Das Endziel sollte sein, dass unsere niedergelassenen Ärzte auch Sprechzeiten, Untersuchung und Behandlungszeiten im Krankenhaus für ihre Patienten buchen können. Das ist das Endziel, das ist aber ein Projekt, das sich über 12/14 Monate erstreckt. Da würde ich diesbezüglich erst Vollzug melden können in 2020. Aber das ist nochmal ein wichtiger Schub zur Verbesserung der Patientenversorgung.
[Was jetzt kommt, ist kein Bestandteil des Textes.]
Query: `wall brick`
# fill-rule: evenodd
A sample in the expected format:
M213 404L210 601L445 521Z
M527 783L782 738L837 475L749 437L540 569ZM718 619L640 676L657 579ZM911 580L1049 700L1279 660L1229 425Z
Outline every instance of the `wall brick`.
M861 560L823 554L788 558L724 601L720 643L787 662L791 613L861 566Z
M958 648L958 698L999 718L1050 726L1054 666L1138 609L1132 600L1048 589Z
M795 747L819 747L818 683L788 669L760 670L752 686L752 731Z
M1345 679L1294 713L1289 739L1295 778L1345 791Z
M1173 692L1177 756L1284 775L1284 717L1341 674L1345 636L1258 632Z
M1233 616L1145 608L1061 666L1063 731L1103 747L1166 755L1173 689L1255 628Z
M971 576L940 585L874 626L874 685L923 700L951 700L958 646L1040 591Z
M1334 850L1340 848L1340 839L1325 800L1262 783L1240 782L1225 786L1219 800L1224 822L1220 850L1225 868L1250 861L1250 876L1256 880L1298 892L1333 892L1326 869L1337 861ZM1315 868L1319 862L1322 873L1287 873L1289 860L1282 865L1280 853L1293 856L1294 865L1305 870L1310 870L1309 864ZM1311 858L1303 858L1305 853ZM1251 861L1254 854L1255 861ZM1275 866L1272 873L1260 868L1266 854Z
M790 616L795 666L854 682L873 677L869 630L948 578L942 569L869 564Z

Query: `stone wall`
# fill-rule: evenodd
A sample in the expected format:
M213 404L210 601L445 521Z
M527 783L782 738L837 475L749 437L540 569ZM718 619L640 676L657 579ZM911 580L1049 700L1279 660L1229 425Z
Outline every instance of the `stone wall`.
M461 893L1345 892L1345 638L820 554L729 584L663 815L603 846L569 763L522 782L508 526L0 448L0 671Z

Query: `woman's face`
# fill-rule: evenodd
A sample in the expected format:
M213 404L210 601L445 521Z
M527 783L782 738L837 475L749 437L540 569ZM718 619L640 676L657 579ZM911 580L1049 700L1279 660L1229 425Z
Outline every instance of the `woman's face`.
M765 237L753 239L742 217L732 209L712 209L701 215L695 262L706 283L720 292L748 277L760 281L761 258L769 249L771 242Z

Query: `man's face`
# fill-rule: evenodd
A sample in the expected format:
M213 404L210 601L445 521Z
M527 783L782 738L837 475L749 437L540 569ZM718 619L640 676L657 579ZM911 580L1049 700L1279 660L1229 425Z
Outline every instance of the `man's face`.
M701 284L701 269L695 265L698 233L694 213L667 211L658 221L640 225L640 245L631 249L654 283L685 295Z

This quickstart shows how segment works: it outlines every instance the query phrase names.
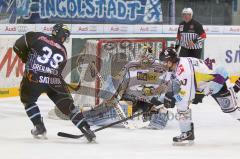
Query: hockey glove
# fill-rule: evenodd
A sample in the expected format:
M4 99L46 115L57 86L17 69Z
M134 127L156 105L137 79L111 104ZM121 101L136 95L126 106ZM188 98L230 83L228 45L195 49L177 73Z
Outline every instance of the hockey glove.
M167 92L164 97L164 107L174 108L176 99L174 98L173 92Z
M204 94L196 93L195 98L192 101L192 104L202 103L202 100L203 100L204 96L205 96Z
M238 93L240 90L240 78L235 82L235 85L233 86L234 92Z

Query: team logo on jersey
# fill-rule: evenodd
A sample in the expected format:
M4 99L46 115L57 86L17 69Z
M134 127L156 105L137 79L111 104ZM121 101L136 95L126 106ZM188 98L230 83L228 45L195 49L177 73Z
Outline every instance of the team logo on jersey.
M179 31L183 31L184 25L179 25Z
M179 65L177 69L177 75L181 75L184 72L184 67L183 65Z
M137 79L142 81L157 81L157 73L155 72L137 72Z
M187 79L183 79L183 80L181 80L180 82L181 82L181 85L184 85L184 86L187 85Z

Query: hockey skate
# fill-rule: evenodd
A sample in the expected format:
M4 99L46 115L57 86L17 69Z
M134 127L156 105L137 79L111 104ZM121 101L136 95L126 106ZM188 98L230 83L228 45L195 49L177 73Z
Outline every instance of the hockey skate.
M31 134L36 139L47 139L46 134L47 130L42 123L35 125L35 127L31 130Z
M174 146L191 146L194 144L194 126L191 123L191 130L182 132L180 136L173 137Z
M83 133L83 135L86 137L86 139L88 140L88 142L93 142L96 140L96 135L94 134L94 132L90 129L89 124L87 123L87 121L83 121L82 122L82 126L80 127L81 132Z
M84 128L81 128L80 130L82 131L82 133L84 134L88 142L93 142L96 140L96 135L90 128L84 127Z

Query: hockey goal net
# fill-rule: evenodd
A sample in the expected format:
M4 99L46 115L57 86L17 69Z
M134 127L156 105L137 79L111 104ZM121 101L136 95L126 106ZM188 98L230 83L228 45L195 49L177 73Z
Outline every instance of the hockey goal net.
M160 51L166 47L166 40L162 38L87 40L76 62L81 88L74 95L75 105L81 108L101 103L99 90L106 84L101 81L106 81L109 75L117 75L129 61L137 60L144 45L151 46L158 58ZM95 72L90 64L96 66ZM96 76L97 72L101 77Z

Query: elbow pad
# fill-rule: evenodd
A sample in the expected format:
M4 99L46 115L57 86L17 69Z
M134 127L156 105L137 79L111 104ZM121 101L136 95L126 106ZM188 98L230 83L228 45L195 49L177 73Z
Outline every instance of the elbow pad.
M23 63L27 62L29 49L26 44L25 35L17 39L13 46L13 50L17 54L17 56L22 60Z

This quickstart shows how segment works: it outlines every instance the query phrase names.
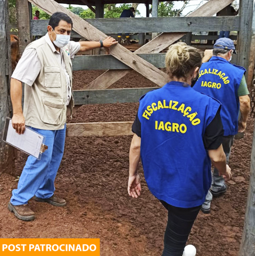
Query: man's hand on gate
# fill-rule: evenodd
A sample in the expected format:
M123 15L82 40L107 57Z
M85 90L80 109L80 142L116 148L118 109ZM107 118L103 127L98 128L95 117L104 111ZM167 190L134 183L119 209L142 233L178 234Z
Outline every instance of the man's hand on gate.
M113 44L118 44L118 42L111 36L108 36L103 41L104 48L105 48L108 53L110 52L110 47Z
M12 127L19 134L25 131L25 118L22 113L14 114L12 119Z
M246 129L247 123L243 122L242 119L238 121L238 132L243 132Z

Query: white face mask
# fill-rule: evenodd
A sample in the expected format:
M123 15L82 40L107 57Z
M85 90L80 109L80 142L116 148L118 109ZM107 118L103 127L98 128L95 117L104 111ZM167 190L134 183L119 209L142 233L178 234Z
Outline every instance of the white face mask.
M53 29L52 30L56 34L56 40L53 41L53 44L56 45L56 47L64 47L67 45L68 43L70 42L70 36L65 35L59 35L59 34L56 34ZM52 38L53 39L53 38Z

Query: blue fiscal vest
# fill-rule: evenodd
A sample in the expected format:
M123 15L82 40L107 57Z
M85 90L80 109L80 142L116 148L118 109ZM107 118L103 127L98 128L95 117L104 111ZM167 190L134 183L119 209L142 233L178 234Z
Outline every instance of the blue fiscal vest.
M178 82L141 98L142 162L149 188L157 198L183 208L204 202L211 174L203 137L220 106Z
M245 72L242 67L231 63L223 58L213 56L204 63L193 89L219 100L224 136L238 132L240 108L238 89Z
Prof. Dr. Norbert Roeder – Medizinischer Geschäftsführer Klinikum Mittelbaden

Ich war vorher am Universitätsklinikum Münster tätig. Dort haben wir exemplarisch Vernetzung mit Praxen durchgeführt. Zum Beispiel die Augenklinik, das Universitätsklinikum Münster hat da eine eigene Vernetzung mit Praxen, um da sogenannte OCT Bilder und andere Informationen zu übertragen. Nicht jeder hat zum Beispiel so ein Gerät, dann kann auch die Praxis davon profitieren, dass der Patient in der Augenklinik eine Untersuchung bekommt, die dann in der Praxis auch angesehen und interpretiert werden kann. Auch in der Radiologie haben wir Schnittstellen geschaffen, um beliebige Fremdbilder auch empfangen zu können aus verschiedenen Systemen, das hat sich sehr bewährt, dort wo es genutzt wurde.
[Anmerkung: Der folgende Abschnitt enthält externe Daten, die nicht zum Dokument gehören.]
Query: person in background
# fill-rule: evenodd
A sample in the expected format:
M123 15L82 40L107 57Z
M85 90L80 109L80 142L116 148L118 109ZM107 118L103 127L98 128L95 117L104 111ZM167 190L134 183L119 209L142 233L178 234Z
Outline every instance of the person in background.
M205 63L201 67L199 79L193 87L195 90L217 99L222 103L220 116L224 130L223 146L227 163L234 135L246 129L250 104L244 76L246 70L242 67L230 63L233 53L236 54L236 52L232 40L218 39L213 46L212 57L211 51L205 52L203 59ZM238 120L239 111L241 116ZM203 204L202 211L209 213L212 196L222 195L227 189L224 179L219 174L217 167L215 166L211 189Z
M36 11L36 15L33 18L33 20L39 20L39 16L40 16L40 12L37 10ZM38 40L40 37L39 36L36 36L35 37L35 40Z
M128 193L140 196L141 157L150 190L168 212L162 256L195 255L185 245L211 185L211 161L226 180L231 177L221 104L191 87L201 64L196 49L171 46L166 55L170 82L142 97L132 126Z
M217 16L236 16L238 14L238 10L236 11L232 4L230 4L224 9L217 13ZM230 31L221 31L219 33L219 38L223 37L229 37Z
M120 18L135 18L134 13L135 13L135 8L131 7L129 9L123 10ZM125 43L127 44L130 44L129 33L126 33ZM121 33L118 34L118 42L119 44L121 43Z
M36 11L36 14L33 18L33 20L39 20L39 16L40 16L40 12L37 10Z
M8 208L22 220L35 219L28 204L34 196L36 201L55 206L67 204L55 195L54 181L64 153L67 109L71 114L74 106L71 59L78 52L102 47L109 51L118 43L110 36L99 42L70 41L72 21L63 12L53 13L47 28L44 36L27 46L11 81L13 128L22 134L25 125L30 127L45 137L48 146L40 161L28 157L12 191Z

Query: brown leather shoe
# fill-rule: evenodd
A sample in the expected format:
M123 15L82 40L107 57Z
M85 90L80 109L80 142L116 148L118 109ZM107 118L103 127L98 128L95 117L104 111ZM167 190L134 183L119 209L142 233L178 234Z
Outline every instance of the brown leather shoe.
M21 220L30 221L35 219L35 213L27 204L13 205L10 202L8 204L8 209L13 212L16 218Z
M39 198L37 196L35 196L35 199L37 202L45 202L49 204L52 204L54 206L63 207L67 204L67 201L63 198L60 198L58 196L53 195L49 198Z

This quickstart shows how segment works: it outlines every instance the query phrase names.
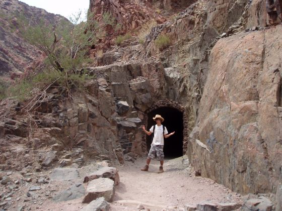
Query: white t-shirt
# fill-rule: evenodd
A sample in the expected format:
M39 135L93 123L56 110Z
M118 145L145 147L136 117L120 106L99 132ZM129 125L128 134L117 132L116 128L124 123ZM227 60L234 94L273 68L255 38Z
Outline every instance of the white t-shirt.
M152 126L150 131L153 133L154 126ZM166 135L168 133L167 132L167 128L165 127L165 133L164 133L164 130L163 129L163 125L158 126L156 125L155 128L155 134L154 134L154 138L152 142L152 145L164 145L164 134Z

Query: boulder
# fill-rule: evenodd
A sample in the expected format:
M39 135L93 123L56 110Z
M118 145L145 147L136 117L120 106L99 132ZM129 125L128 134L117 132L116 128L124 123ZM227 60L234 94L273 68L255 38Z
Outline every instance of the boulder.
M52 171L50 180L51 181L74 180L79 177L79 172L75 168L55 168Z
M89 182L82 202L89 203L100 197L104 197L107 201L111 202L114 193L114 181L108 178L99 178Z
M28 189L28 191L33 191L34 190L39 190L40 189L41 189L41 188L40 187L40 186L32 186Z
M56 151L47 152L42 162L42 165L43 166L50 166L53 162L57 160L57 151Z
M82 209L82 211L107 211L109 210L110 204L104 197L98 198L91 201L89 204Z
M242 207L242 211L259 210L271 211L273 209L272 202L268 198L260 196L257 198L247 200Z
M2 178L1 180L1 184L6 184L7 182L10 182L11 181L11 178L9 176L5 176Z
M239 208L241 204L232 202L219 203L220 210L229 211Z
M197 206L194 204L184 205L185 211L194 211L197 209Z
M82 184L75 184L66 190L55 195L53 199L56 201L63 201L80 198L85 193L85 188Z
M197 204L197 209L199 211L219 210L218 203L212 201L204 201Z
M119 183L119 175L118 170L114 167L105 166L100 168L86 176L83 182L88 182L89 181L100 177L109 178L114 182L114 185L117 185Z
M129 110L128 103L126 101L118 101L117 103L116 112L119 115L123 115Z

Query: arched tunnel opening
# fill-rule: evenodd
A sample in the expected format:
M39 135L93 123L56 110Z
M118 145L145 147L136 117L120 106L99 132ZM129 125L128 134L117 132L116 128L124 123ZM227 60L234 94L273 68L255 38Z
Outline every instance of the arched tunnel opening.
M173 136L164 139L164 153L165 158L174 158L182 156L183 153L183 114L177 109L161 107L148 113L147 129L156 124L153 118L156 115L161 115L165 121L162 123L167 129L169 133L175 131ZM152 143L152 136L147 137L146 144L148 151Z

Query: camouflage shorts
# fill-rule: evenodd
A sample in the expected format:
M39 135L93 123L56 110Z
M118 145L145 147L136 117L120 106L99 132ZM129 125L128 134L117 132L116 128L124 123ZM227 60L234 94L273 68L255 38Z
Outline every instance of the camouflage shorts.
M157 160L164 160L164 145L151 145L148 158L154 159L155 157Z

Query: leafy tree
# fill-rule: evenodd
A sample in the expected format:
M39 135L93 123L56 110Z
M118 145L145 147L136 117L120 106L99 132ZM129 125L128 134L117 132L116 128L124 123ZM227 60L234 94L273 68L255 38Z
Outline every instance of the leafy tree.
M73 24L61 21L53 26L42 19L34 25L23 16L18 19L22 36L45 53L47 64L58 71L76 72L89 61L88 52L96 43L96 35L107 25L119 27L108 13L100 22L94 19L93 13L87 14L87 21L81 22L82 17L80 11L70 18Z

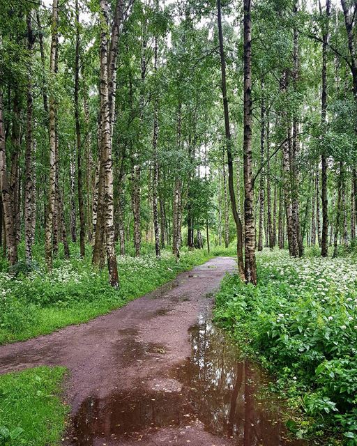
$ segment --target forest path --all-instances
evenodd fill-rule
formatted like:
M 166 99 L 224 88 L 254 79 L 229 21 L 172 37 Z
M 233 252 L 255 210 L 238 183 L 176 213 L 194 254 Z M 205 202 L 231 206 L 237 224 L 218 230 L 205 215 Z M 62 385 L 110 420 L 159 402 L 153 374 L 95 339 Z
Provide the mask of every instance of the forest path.
M 0 374 L 70 371 L 66 446 L 297 446 L 268 380 L 211 321 L 227 272 L 216 257 L 88 323 L 0 347 Z
M 235 267 L 233 259 L 215 257 L 109 314 L 0 346 L 0 374 L 40 365 L 68 367 L 66 401 L 73 415 L 89 397 L 102 404 L 119 389 L 130 394 L 143 383 L 148 390 L 174 392 L 180 383 L 167 374 L 190 355 L 188 330 L 199 315 L 210 311 L 212 298 L 207 295 L 217 291 L 225 275 Z M 70 444 L 124 444 L 112 441 L 110 436 L 108 441 L 93 438 L 77 443 L 75 439 Z M 203 431 L 200 436 L 202 440 L 194 438 L 190 444 L 225 444 L 211 441 Z M 189 444 L 186 440 L 182 444 Z M 155 443 L 143 440 L 141 444 Z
In dem Haus, wo ich jetzt geschäftsführend tätig bin, haben wir noch keinen Austausch digital mit den Praxen. Aber die Häuser, die ich jetzt mitbetreue, die liegen in Baden-Württemberg und dort gibt es auch schon telemedizinische Behandlungen von Patienten durch Praxen. Und ich bin daher sehr optimistisch, dass wir dort auch vorankommen, uns mit den Kollegen und Kolleginnen in den Praxen zu vernetzen und dann wirklich in Echtzeit auch die Daten zu haben.

Dazu müssen sie aber auch digital produziert werden. Viele sprechen immer von elektronischer Krankenakte, meinen damit aber gescannte Belege, die in elektronischen Archiven abgelegt sind, das ist für mich keine elektronische Krankenakte, sondern die Daten müssen digital produziert werden und dann können sie digital abgelegt werden und dann können sie auch digital weiterverarbeitet werden.
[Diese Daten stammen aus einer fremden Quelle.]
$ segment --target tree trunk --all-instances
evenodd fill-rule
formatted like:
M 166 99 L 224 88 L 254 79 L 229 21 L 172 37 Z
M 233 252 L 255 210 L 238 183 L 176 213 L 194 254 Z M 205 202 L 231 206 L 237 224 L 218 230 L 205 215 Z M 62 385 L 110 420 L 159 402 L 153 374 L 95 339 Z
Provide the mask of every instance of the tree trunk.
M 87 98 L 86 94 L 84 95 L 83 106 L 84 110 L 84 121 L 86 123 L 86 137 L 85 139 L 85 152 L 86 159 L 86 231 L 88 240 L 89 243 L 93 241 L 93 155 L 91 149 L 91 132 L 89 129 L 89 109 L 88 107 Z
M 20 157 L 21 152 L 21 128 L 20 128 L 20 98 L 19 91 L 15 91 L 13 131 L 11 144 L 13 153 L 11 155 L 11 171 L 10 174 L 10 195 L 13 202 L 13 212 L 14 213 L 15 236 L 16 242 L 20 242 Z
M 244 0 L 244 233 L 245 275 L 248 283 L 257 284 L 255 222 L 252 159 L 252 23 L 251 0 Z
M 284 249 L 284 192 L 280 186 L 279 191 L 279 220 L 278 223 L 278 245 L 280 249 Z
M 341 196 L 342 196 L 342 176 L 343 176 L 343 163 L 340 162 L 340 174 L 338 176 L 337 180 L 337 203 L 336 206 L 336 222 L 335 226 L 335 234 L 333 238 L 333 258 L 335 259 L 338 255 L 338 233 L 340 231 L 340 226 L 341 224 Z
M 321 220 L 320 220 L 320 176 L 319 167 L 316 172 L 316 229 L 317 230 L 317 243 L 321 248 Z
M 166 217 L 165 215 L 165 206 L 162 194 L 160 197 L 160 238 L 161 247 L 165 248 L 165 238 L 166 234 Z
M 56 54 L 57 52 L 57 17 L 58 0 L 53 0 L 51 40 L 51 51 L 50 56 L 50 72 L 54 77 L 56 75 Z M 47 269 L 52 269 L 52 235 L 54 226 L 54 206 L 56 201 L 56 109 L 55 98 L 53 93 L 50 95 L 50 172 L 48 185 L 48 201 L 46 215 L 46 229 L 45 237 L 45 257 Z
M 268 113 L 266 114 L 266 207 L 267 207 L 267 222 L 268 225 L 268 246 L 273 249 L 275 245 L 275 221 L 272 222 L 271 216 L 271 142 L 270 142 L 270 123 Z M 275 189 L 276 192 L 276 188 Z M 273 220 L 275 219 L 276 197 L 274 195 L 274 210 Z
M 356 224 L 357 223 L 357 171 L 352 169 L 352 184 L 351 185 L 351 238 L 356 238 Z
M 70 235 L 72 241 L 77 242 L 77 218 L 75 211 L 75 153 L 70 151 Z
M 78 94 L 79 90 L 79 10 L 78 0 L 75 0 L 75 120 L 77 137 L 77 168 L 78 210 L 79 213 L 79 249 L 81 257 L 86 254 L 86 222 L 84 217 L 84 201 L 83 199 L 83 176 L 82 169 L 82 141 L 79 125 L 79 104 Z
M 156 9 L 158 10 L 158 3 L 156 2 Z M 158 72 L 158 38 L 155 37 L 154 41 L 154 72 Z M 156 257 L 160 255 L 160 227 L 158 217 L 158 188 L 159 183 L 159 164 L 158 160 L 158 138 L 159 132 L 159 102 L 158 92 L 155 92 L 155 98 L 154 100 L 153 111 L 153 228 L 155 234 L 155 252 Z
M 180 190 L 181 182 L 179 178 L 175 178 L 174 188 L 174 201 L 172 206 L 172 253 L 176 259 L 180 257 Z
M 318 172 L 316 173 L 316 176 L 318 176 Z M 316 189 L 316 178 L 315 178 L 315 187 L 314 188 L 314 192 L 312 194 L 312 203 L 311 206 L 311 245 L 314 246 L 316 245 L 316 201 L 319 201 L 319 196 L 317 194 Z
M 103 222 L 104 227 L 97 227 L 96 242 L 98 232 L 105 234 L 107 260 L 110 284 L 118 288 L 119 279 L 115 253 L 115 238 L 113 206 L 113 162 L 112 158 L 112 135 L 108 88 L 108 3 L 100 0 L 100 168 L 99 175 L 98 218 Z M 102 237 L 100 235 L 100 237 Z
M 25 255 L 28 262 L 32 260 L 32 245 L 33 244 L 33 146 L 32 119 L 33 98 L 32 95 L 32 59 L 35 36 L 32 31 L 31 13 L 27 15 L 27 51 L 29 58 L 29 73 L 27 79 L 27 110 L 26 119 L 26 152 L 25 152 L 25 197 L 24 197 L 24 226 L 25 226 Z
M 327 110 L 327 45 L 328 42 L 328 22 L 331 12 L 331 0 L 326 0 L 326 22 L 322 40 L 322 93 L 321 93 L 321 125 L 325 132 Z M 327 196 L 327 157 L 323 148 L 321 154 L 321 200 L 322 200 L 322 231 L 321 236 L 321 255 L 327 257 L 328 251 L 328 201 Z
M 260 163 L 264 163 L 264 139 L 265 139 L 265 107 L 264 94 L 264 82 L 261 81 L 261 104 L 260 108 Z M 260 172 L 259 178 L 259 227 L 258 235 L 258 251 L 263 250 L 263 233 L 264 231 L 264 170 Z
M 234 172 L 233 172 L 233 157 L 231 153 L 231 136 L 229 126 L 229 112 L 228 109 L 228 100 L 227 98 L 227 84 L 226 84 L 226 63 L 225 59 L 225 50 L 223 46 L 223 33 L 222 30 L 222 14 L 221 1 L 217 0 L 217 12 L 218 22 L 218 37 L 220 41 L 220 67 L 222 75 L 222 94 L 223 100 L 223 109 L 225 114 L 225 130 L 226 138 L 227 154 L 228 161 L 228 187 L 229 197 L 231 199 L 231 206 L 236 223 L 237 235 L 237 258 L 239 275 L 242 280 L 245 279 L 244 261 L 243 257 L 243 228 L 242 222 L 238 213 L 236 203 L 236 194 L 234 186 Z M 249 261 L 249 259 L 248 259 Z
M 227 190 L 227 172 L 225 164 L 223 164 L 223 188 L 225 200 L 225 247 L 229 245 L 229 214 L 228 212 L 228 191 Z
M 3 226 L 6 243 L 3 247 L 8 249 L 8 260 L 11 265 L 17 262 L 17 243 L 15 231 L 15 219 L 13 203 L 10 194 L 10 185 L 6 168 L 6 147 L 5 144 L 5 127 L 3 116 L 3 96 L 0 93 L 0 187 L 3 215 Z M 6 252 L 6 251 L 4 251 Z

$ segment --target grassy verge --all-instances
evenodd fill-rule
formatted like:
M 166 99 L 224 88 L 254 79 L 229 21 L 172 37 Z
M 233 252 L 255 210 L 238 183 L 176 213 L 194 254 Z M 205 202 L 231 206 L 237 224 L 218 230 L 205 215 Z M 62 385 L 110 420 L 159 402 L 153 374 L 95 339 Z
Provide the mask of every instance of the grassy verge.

Das können Sie mit einem PDF nicht machen, also Laborwerte z. B. aus dem Krankenhaus in ein Praxisinformationssystem einlesen, um dann mit diesen Werten weiter am Patienten arbeiten zu können. Das wäre eine große Erleichterung und würde auch die Kommunikation zwischen Krankhaus und Praxis und auch der Praxen untereinander deutlich verbessern.